As much as I would love to see Trump end up in prison, I just don't think it will happen.  The Republicans are very aware of the optics of all this and still want to curry favor with the crazy base.  I'm not sure what kind of backroom deals might be made or favors exchanged.  Maybe they'll just encourage him to move to another country.  The sight of Trump in a prison jumpsuit might be a bridge too far for the conservatives -- as much as they're trying to distance themselves from him now.

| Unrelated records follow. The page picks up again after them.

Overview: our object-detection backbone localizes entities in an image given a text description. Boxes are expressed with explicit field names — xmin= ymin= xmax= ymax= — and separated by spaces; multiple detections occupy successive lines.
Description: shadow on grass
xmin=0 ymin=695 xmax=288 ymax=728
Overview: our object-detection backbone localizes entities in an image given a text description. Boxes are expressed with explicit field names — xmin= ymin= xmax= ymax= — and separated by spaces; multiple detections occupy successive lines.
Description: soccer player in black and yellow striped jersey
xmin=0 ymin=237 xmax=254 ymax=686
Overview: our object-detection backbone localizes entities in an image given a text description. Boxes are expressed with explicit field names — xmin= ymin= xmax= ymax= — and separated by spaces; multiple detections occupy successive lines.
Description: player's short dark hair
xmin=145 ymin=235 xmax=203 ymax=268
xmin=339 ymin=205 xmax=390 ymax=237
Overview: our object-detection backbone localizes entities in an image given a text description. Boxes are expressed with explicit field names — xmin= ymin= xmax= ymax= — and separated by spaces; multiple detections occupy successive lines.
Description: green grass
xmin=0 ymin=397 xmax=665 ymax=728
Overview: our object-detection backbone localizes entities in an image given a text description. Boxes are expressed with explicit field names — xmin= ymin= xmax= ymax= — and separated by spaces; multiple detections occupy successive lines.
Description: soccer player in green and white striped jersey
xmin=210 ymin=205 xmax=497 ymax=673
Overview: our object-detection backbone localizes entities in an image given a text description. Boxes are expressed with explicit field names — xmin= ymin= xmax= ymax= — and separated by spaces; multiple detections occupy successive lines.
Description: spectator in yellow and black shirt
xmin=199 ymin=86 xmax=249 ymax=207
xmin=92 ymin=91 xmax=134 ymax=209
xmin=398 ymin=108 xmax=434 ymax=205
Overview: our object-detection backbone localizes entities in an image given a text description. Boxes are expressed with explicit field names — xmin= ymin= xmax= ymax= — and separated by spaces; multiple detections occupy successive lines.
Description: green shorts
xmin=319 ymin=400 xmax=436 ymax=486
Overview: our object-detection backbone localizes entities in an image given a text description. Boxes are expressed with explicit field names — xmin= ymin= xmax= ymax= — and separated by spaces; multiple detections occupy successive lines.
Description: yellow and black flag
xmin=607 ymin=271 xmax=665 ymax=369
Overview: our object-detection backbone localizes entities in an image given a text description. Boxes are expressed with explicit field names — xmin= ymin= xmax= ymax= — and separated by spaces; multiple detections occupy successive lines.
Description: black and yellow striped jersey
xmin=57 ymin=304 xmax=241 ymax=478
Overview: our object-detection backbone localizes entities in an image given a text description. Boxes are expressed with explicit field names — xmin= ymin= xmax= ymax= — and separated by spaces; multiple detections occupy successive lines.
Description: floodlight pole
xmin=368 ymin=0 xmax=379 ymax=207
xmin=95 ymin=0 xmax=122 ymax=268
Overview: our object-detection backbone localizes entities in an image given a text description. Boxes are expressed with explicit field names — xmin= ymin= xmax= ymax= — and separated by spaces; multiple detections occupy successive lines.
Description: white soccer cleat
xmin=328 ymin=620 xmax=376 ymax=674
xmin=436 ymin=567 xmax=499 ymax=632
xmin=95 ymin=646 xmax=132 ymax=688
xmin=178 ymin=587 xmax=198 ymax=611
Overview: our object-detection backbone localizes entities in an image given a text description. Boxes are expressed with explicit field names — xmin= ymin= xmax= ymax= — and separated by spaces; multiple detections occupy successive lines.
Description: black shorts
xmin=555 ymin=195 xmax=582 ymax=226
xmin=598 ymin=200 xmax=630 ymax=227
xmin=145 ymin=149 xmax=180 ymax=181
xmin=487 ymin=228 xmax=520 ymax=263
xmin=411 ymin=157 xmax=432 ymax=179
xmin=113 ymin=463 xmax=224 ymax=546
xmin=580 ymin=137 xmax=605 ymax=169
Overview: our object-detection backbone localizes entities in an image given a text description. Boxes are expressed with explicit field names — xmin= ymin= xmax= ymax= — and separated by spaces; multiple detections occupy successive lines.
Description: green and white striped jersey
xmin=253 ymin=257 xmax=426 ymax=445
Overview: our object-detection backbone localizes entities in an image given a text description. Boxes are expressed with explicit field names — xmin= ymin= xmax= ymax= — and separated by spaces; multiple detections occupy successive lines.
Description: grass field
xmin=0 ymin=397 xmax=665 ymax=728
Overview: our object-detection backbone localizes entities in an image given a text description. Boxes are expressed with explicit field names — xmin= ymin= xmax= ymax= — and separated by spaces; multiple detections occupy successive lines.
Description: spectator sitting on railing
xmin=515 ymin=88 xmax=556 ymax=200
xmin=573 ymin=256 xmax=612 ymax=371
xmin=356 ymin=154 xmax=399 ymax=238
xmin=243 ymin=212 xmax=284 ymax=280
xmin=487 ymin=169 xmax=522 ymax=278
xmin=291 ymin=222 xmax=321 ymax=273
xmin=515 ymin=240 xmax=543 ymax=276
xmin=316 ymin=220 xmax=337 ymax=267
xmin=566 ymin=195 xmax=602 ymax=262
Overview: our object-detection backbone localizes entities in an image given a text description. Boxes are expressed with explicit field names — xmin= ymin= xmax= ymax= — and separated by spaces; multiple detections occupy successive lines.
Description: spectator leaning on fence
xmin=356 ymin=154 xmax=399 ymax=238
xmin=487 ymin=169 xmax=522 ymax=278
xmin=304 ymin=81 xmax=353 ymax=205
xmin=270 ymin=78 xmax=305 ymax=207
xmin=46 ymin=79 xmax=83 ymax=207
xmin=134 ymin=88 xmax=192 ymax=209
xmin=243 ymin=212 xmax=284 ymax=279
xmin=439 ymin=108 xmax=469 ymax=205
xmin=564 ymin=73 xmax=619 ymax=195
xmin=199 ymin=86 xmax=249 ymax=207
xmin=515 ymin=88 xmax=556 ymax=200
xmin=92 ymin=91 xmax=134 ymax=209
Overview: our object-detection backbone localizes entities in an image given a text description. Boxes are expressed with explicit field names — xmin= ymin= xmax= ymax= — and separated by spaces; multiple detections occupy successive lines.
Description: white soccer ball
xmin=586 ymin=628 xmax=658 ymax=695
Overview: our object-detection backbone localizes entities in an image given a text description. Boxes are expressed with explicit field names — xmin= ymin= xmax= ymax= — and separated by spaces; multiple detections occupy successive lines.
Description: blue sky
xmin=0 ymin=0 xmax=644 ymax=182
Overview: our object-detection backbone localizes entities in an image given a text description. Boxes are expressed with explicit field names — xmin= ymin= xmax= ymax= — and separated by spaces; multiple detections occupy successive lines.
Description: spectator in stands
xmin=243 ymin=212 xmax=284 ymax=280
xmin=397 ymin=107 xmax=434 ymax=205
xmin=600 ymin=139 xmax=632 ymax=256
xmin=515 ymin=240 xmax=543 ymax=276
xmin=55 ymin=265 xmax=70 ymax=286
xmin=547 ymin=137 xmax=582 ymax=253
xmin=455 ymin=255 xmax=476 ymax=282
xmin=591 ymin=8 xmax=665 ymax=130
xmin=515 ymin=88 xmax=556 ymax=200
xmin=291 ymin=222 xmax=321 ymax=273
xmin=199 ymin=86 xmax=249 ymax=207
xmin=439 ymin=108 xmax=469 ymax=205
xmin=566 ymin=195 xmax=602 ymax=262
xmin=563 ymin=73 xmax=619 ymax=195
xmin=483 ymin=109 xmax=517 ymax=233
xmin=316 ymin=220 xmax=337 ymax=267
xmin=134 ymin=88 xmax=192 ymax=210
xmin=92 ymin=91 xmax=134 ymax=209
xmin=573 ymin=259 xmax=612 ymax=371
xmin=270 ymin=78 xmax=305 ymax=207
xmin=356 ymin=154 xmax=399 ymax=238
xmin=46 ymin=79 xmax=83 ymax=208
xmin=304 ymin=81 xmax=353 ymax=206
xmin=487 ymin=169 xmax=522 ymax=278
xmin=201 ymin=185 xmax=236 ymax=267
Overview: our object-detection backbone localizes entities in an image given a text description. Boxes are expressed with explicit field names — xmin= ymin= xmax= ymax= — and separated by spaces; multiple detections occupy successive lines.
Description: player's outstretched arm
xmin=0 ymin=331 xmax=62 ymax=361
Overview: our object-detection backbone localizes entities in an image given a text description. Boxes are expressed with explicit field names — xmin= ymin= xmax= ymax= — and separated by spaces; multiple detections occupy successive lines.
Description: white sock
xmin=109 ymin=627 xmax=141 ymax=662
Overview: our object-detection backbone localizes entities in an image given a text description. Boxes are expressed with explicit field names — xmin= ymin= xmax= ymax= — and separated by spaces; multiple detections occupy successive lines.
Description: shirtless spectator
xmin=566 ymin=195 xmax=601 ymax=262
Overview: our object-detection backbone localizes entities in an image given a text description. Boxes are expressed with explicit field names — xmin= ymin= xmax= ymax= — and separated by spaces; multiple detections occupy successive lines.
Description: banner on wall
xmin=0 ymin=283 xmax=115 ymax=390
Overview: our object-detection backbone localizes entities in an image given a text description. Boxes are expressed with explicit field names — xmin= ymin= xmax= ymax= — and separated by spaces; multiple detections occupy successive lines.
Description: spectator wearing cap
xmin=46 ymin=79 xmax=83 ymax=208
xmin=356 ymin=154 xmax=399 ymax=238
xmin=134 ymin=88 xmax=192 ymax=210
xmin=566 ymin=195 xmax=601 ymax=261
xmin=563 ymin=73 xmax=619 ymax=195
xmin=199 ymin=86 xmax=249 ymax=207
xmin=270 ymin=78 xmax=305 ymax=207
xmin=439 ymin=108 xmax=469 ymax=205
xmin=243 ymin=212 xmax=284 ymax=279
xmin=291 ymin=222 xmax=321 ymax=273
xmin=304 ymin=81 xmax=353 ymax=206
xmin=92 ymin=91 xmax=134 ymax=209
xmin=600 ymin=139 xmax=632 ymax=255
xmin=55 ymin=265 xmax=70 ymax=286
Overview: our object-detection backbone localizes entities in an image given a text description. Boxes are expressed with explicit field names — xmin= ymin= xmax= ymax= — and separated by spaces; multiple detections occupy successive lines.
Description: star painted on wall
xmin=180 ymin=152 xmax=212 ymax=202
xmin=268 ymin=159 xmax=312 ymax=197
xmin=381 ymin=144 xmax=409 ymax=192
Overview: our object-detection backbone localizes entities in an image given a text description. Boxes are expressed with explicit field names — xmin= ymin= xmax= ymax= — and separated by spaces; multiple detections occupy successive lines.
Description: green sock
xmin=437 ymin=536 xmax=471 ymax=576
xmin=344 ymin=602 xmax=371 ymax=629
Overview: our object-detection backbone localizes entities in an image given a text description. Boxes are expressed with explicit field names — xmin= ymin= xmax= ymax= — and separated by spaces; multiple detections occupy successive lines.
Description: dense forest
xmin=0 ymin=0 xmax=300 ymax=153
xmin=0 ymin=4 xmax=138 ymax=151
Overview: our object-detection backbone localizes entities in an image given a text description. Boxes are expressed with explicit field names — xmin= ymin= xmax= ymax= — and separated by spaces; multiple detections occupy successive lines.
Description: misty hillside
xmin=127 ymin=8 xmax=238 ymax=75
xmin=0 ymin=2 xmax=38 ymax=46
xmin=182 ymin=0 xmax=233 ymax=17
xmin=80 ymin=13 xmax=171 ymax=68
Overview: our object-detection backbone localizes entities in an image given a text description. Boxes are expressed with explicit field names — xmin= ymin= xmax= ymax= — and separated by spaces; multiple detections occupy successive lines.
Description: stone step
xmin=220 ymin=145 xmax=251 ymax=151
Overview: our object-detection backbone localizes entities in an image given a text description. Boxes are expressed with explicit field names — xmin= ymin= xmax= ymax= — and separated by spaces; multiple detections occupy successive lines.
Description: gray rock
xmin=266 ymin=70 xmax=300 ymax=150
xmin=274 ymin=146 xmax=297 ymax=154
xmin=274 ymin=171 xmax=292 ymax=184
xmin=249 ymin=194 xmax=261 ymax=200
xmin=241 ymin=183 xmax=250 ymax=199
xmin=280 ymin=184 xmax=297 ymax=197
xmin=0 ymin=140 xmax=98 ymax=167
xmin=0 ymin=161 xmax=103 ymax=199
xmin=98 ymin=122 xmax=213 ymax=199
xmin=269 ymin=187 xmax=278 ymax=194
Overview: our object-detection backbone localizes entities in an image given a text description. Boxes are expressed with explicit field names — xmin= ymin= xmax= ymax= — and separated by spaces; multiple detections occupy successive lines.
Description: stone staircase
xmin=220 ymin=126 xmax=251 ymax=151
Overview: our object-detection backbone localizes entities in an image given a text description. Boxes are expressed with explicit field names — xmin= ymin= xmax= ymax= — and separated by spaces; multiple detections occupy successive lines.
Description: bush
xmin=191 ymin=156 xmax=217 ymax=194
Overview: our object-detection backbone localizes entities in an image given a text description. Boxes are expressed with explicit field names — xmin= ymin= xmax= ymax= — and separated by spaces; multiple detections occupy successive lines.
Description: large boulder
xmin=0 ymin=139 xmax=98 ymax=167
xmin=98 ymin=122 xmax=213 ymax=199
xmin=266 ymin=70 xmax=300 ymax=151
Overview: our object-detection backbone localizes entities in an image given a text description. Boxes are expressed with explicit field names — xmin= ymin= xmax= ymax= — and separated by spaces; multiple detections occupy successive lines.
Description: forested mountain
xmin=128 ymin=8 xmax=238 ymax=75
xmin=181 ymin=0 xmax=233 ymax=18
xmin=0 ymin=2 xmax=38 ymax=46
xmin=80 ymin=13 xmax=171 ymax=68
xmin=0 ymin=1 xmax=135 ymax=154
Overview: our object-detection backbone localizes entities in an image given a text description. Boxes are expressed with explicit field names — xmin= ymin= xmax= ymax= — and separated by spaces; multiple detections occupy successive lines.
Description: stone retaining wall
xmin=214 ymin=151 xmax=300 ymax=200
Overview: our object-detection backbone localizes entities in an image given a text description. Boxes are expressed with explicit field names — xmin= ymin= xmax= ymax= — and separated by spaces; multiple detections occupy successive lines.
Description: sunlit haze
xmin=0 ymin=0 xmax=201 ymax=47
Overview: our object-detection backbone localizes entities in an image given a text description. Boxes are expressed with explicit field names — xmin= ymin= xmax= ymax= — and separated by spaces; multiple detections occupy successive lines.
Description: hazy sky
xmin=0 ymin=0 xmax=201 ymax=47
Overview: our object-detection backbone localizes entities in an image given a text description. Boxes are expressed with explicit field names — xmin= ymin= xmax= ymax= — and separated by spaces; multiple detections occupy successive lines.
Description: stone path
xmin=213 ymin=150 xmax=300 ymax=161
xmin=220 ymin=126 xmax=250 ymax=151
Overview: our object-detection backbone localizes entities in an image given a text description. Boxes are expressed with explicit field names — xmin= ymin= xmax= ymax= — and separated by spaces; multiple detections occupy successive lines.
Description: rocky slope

That being said, he's certainly committed enough crimes to be in prison.  Frankly, if they still executed people for treason, that would be an option.  Junior, Eric, Jared, and Ivanka ought to be in prison with him.  Ditto for Pompeo, Giuliani, Miller, Flynn, Roger Stone, Linn Wood,, Sidney Powell, and at least 20 other nincompoops who have propped him up in the White House.  Hawley and Cruz need to be run out of the Senate.  There are countless congresscritters who ought to be drummed out of the House of Representatives.  Sedition is a real thing.  

I remember Nixon and his rehabilitated statesman act.  I also remember the people who took the fall for Reagan and the Iran-Contra scandal (and there were others).  Neither president ended up in the slammer.

I agree he might not see actual prison time.  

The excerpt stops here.